Krisztina Tora, Chief Market Development Officer, The Global Steering Group for Impact Investment, says the finance sector can act today while pushing for policy that will scale up impact investing.
In December the G7 Impact Taskforce, a group of leading voices and 100 organisations from the worlds of business, public policy, and the social sector, issued recommendations for increasing impact investment and ensuring that it reaches the people and places that need it most. To mobilise private capital for public good, the taskforce recommended mandatory impact accounting and the increased availability of impact investment vehicles.
However, time is running out to narrow the gap between rhetoric and delivery and create a transition to a more equitable and sustainable future. For this ambition to become reality, we will have to think differently about current practices and focus on the markets and businesses that can make the biggest difference.
Driving real impact not just avoiding risks
Significant progress was made in 2021 to help investors and companies manage their sustainability impacts, notably the launch of the Impact Management Platform, which consolidates existing sustainability resources, looks to address gaps, and coordinates with policymakers and regulators. However, many hurdles still exist for such practices to become mainstream. One of the immediate barriers is that most companies still report on ESG-related activities rather than outcomes achieved. For instance, having an equity and diversity policy doesn’t necessarily mean that an organisation has become more diverse or that it has improved its gender pay-gap. Investors have a significant role to play by becoming more strategic and accurate about their outcome intentions and expectations. To this end, some 150 organisations have signed up to the Impact Principles that set the bar for what investing for impact really means.
While businesses and investors are embedding sustainability in their strategies and core business activities, there is still a gap between their pledges and reality. At an investor level, 90% of what is called “sustainable investing” is actually ESG risk management; only 10% intentionally targets the creation of positive outcomes. Similarly at a business level, there has been insufficient implementation of sustainability management tools and frameworks, and not enough investment into efforts that would lead to relevant sustainability outcomes.
Set against this, successful cases of investors stewarding their investees towards faster progress on ESG topics are getting attention. Following deaths in Brazil as a result of the failure of dams owned by mining group Vale, the Church of England Pensions Board pushed for new safety measures – as well as audits and reporting – across the mining industry that encourage better standards and can save lives.
Increasing focus on emerging markets
Over 80% of global financial assets are held in OECD countries. In contrast, less than 4% of global wealth flows to lower- and upper middle-income countries (excluding China), yet these comprise 50% of the world’s countries and the majority of the global population. In order to achieve the UN Sustainable Development Goals (SDGs), we now need US$4.2 trillion annually to flow to businesses and projects that will deliver positive social and environmental impact, mainly in emerging markets.
The G7 Impact Taskforce extensively analysed the barriers to investment in the SDGs and provided concrete and accessible solutions. We concluded that there is no need to reinvent the wheel.
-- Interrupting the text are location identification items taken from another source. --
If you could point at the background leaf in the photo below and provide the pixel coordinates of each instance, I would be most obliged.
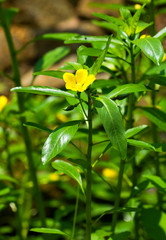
(50, 58)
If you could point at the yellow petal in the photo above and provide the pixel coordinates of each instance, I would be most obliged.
(70, 86)
(90, 79)
(69, 78)
(3, 102)
(81, 76)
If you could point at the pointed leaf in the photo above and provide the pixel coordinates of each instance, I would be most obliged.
(97, 64)
(58, 140)
(141, 144)
(113, 124)
(51, 73)
(152, 48)
(157, 116)
(43, 90)
(49, 231)
(127, 88)
(50, 58)
(133, 131)
(157, 181)
(68, 169)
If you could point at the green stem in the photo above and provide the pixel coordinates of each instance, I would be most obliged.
(20, 98)
(89, 172)
(75, 213)
(153, 99)
(117, 197)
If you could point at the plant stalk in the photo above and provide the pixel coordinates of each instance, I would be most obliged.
(89, 172)
(117, 197)
(153, 99)
(25, 133)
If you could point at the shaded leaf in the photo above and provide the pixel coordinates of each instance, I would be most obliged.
(50, 58)
(113, 124)
(49, 231)
(157, 181)
(152, 48)
(127, 88)
(68, 169)
(58, 140)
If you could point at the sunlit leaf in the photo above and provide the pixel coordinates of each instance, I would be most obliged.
(152, 48)
(133, 131)
(127, 88)
(112, 122)
(58, 140)
(43, 90)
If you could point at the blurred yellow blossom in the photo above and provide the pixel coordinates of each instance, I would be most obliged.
(78, 82)
(144, 36)
(137, 6)
(110, 173)
(62, 117)
(3, 102)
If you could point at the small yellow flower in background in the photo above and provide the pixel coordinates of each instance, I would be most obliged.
(78, 82)
(110, 173)
(53, 177)
(144, 36)
(3, 102)
(62, 117)
(164, 57)
(137, 6)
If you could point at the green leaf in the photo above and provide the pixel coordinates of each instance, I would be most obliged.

Rather, the key will be to scale up investment using existing instruments and tools, often combined through blended finance, mixed with guarantees and insurance products that have already proven effective in achieving expected levels of return.
Supporting SMEs to transition will move the needle
Many operators in private markets have been less than transparent on ESG performance. The venture capital industry, in particular, has been criticised by policymakers and commentators for not caring about sustainability and, in some cases, even turning a blind eye to unethical practices within the industry. Equally, private equity firms have had few incentives to take ESG seriously, besides increasing pressure from investors.
However, private markets hold the key to the transition to sustainability, not least because the potential for transforming economies through change at small- and medium-sized enterprises (SMEs) is much greater than via public markets. SMEs represent over 90% of businesses globally, account for 60-70% of employees, and generate roughly half (or more) of GDP in any given country.
Private investors also have the luxury of longer-term investment strategies, allowing them time to develop their own skills and capacity to improve sustainability impacts. It’s also easier to integrate ESG considerations into smaller businesses, especially at the start-up level, than to transform large and established listed multinationals. Finally, there’s now a wealth of literature demonstrating that ESG investing – both in general and via specific practices such as gender-lens investing – is simply more profitable.
The race to the top
Still, more needs to be done. Much depends on how fast investors, especially asset owners, intentionally begin engaging on ESG topics, and how quickly businesses invest in improving their sustainability impacts. In parallel, policymakers and regulators have an important role to play in creating the right incentives and regulations for shifts to happen at a fast enough pace. The good news is that we already have the necessary capital to meet our climate goals.
However, it is only by mobilising both the private and public sectors at scale that it can be put towards the public good. Meaningful action can no longer be delayed. All stakeholders must urgently work together and take an ‘all hands on deck’ approach to overcome the inertia of our system and create a more sustainable future.